I’m sure we have this in common, whether we’re sedentary or nomadic. ‘How many kids do you have?’ they nearly always ask when I meet someone new.

To be fair, it’s an innocent question. I’d call it common small talk when you share a few moments with a perfect stranger, but it’s not always small talk… is it? I suppose the only people who agonize over how to answer are mothers who’ve experienced loss. Loss feels like such a heavy word. I feel its weight and I don’t use it lightly. I know the grief of loss all too well, both as a mother of miscarriage and a ‘birthmother’ through placing my first daughter for adoption.

Adoption grief equates to a loss in our hearts for those of us who have experienced it. Yes, our child is alive and thriving, which appears to rule out the possibility that we’ve lost anything, but perhaps that knowing adds to our bodies’ confusion. Our children are still alive, but they are no longer with us. We’ve missed out on a chance to bond. We’ve lost contact with each other. We’ve had a lifetime of firsts and lasts taken away from us. We’re at a loss for words, but they’ve arrived. They may not be right in front of our eyes, but they’re here, this side of heaven, ya know?

Before I go any further, I’ll use the pronoun ‘I’ instead of ‘we’ to avoid speaking for ALL birthmothers,’ but based on the innumerable discussions I’ve had, it’s safe to believe this is a universal emotion for most of us.

‘How many kids do you have?’

The hesitation doesn’t lie in what I feel, but rather what I am willing to feel. Let me explain. I know how I feel. Deep in my soul, I know my body counts every child. But when I answer honestly and include my birth daughter in my headcount, it’s not uncommon for there to be more questions that require more explanations.

‘Well, where’s your other one?’

For years, this question was a trigger. Like lemon juice in a fresh wound, it stung. Thus, in meeting new people and engaging in small talk, I’ve always had to assess whether or not I could handle the emotional toll of the conversation and then plan accordingly.

This pain has been exacerbated by cultural conditioning. For decades, we’ve been asked to sit down and shut up. And for the most part, birthmothers have done exactly that. Only recently have birth moms stood up and began sharing their stories. Only recently have professionals been encouraging open adoptions and continued contact with birth families. Only recently have adoptive parents and professionals begun to ask us how we feel. Only recently have some of us begun to move from the shadows and into the light.

‘How many kids do you have?’

I decided to lean into the pain, on my journey, and stop worrying that my truth might make someone else uncomfortable. I decided silence perpetuates ignorance. I decided it will always hurt. I’ve decided I don’t owe anyone a simple answer.

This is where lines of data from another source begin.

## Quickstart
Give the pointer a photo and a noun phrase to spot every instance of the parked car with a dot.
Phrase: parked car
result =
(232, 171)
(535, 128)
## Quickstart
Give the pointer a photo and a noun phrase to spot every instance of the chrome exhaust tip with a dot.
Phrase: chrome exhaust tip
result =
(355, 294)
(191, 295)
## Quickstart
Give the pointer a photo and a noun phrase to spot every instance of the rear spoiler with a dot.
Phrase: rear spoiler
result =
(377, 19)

‘How many kids do you have?’

‘Three daughters!’

*notices two kids with me*

‘Wow, all girls! Where’s your other one?’

‘She lives with her parents. I’m a birth mom in an open adoption.’

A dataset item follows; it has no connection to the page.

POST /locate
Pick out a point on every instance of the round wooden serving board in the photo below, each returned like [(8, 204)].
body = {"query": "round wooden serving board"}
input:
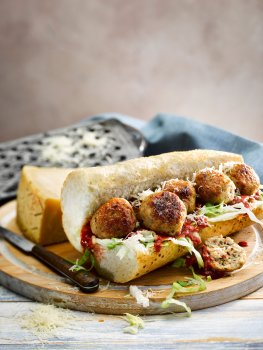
[(29, 277)]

Occasionally, the conversation comes to an end there. It happens from time to time. I’ve come to terms with both.

Apart from the pain of knowing my daughter isn’t with us, I’ve also had to come to terms with other people’s quick judgments of me. In the end, it’s none of my business what others think of me. Too much praise can make me reliant on other people’s approval. Too much criticism can make me doubt my own value. I simply express my truth without hesitation or regret, giving the other person the option to hear a new perspective, develop a deeper understanding of me, or evaluate me based on the limited information they have.

In any case, I’m a mother to three daughters, one of whom does not live with me.”